Umang Gupta has a unique perspective on the network industry, having been at the forefront of the client/server application market as the founder of Gupta (now Centra Software Inc.) and now as CEO of Keynote Systems Inc., a company best known for its Web site performance and benchmark services. He spoke recently with Bob Brown about the future of Web-based applications and the Internet itself.
Q: What's your take on Web services?Long term, they are a logical way for the world to go for a large class of applications, especially consumer-facing applications, but even interorganizational ones. How close they are is a different matter. There is a class of Web services we know are coming from Microsoft - Passport is a classic example that's already here. How they emerge from everyone else has only partly to do with the technology. A lot of it has to do with the right business climate. The analogy I would use was the original introduction of Windows in the early '90s. People often wondered what applications would emerge under Windows to replace the old character-mode applications, and while the initial applications were the classic spreadsheets and word processors, today of course there are thousands of [graphical user interface]-based applications. The same level of unleashed creativity is going to determine how big Web services finally get. Once the general technology, standards and [software development kits] are available for people to build new classes of Web services, they will be everywhere.

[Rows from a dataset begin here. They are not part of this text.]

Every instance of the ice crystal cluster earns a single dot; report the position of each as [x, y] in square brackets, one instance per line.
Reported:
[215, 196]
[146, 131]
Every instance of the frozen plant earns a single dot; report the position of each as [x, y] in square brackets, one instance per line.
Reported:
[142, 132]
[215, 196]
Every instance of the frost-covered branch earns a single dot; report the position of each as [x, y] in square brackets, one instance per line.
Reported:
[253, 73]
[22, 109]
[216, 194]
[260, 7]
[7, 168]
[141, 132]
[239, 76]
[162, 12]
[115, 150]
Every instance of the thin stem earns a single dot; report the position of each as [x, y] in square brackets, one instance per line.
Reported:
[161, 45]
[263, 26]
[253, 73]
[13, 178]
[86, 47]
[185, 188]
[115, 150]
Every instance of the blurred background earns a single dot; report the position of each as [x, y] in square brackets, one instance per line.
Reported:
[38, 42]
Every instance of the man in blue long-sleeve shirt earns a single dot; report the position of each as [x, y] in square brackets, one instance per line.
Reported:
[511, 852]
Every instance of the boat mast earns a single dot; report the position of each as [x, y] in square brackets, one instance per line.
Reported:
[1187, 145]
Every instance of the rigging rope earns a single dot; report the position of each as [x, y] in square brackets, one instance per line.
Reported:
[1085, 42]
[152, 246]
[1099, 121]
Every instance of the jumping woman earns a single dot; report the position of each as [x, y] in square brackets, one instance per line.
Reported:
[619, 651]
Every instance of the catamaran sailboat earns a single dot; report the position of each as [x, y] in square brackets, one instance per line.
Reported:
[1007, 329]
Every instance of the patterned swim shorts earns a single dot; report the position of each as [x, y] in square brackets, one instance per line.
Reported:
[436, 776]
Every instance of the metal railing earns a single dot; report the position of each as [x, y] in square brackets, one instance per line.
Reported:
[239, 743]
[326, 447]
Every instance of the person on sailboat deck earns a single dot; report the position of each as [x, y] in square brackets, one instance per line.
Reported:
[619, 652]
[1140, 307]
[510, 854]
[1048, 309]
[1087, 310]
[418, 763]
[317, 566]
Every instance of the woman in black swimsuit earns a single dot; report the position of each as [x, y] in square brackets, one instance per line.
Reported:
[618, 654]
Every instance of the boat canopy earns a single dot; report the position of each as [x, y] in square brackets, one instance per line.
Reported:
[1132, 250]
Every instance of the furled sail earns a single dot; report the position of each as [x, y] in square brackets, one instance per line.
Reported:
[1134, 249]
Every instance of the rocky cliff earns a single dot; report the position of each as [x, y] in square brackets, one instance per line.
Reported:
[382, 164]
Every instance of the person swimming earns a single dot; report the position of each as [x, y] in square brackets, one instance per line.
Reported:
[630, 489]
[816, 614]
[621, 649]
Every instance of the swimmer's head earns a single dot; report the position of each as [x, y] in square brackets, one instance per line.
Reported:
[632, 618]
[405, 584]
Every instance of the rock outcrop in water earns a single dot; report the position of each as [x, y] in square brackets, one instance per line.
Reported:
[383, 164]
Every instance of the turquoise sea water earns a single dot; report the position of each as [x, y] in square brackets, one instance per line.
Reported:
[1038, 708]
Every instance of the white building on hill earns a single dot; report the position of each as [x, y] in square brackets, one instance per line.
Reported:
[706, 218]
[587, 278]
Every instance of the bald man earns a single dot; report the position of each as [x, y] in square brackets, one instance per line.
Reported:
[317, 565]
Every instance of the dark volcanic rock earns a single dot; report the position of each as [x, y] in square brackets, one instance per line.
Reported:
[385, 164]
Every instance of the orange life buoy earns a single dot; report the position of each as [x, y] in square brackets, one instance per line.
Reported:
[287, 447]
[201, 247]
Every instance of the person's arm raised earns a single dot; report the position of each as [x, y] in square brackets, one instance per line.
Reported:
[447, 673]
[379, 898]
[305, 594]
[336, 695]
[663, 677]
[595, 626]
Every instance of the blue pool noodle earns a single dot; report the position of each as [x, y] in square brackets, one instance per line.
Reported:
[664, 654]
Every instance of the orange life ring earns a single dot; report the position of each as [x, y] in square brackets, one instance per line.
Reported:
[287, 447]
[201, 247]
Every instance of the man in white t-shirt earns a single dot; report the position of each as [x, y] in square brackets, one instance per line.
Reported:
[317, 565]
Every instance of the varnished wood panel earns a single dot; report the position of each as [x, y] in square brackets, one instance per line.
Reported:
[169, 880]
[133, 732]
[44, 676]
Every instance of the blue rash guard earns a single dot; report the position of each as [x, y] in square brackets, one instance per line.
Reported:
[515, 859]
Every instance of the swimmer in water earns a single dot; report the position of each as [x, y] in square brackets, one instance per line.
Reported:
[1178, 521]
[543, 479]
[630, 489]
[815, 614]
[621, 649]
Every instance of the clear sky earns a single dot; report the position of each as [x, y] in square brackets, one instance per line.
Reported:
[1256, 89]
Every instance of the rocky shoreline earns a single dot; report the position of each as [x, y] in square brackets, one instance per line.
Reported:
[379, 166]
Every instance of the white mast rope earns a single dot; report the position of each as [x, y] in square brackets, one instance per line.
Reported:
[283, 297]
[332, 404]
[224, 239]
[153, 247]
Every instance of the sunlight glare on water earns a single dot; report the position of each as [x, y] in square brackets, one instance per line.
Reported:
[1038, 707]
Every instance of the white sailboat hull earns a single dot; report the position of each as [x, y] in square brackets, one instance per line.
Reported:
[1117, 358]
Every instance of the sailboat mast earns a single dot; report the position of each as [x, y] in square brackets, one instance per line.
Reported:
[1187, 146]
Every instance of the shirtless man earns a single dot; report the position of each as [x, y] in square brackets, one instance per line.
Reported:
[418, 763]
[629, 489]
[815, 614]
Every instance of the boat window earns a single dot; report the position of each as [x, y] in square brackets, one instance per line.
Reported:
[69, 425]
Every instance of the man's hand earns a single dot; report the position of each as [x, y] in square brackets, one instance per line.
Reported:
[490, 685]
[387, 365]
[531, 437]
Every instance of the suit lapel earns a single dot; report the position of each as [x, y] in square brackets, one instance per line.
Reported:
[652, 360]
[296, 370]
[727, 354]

Q: Is this going to come down to another Windows vs. Java battle?Ultimately it will end up being a form of a standards battle, but the bigger question is not Java vs. the Windows platform. The bigger question will wind up being desktops vs. devices.
Q: How so?
The desktop battle is over, and the winner is Windows regardless of what happens with the antitrust cases. Whatever Microsoft offers, whether it's [Internet Explorer] with or without Java, that's what's going to dominate on the desktop. But to the extent that desktops themselves over time will end up being replaced or augmented by other devices, the battle is far from over as to what platform software will sit on these devices. If it's a phone it could very well be based on Java, Microsoft or even Nokia stuff. If it's a PDA it could be a Windows platform. But Java could have a shot also. Web services ultimately will succeed because there's a class of things people want to do with devices that are much better done with Web services than with software sitting on their devices. Location services for wireless are a very logical Web service. So I don't think in that particular case it's necessarily going to favor Java or Windows. It'll depend on who's got the best devices and services.
Q: How will devices actually handle these potentially complex Web services?We went from a client/server world, which was largely a thick client and a thin server world, to the Internet world, which allows you to build around a thick server in thin client mode, even with diskless devices. With the next generation of devices and Web services, we'll be talking about thick clients and servers. On the server side, there will be a lot more intelligence needed to drive these Web services, but on the client side you're going to need some pretty smart software - browser software, device [user interface] software or what have you - that is capable of integrating data from multiple Web services and still presenting it logically to the client. These browsers themselves are going to have to get much smarter. . . .We're already seeing that with [Internet Explorer].
Q: How should network executives prepare for Web services?Everybody's going to have to be making changes constantly. It's not going to be a one-time revolutionary thing. The big changes on the client side will end up coming from a vendor like Microsoft with a new version of its browser or device vendors that will integrate thicker browsers into their [user interface] software. On the server side, people will have to choose sides I suspect. If you're buying NT servers and standardizing on them, my guess is you'll wind up with a lot of Microsoft standard services. If on the other hand you're buying Solaris or IBM or any of the other platforms that are potentially more scalable, you may get a different class of Web services. All the discussion about all of these companies working together is encouraging, but the devil is in the detail. We've all heard the talk of cooperation on standards for Unix for many years and we know how many variations of Unix exist.
Q:What is affecting Internet or Web performance these days?At a high level, it usually comes down to one of two things. Either the application is not well-constructed or it's not well-connected. What we've found over the last few years is there was a large set of connection issues, so that you didn't even know if you had application construction problems. Four or five years ago, people were largely concerned with issues such as: Do I have the right bandwidth supplier or Web hosting supplier? Today, though, this is less an issue because customers are smarter about choosing the right vendors and because of the consolidation in the industry that has resulted in fewer but bigger and more reliable players offering these services. Now there are more issues emerging at the application level [and Keynote is evolving its product line to address such things as application-level performance and diagnostics].
Q: Are content delivery networks having much of a positive impact on Internet performance?In general they work well for static data. I'm not convinced, however, that's good enough. Most sites are 90 percent dynamic and 10 percent static, and over time they'll be 99 percent dynamic and 1 percent static .nQ: How indestructible is the Internet?I'm a firm believer and all our data would show that it's pretty indestructible. Ultimately, there are always some outages here and there. Even if something hit MAE East or MAE West [large Internet switching centers] I'm not sure it would make a significant difference for too long because first of all the Internet self routes. The Internet never falls apart, what happens is it simply starts to degrade in performance. All the data we've seen about performance whenever outages have occurred, on the East or West Coast or anywhere else, is that they're usually localized problems to some backbone or geographic location and they are limited in time.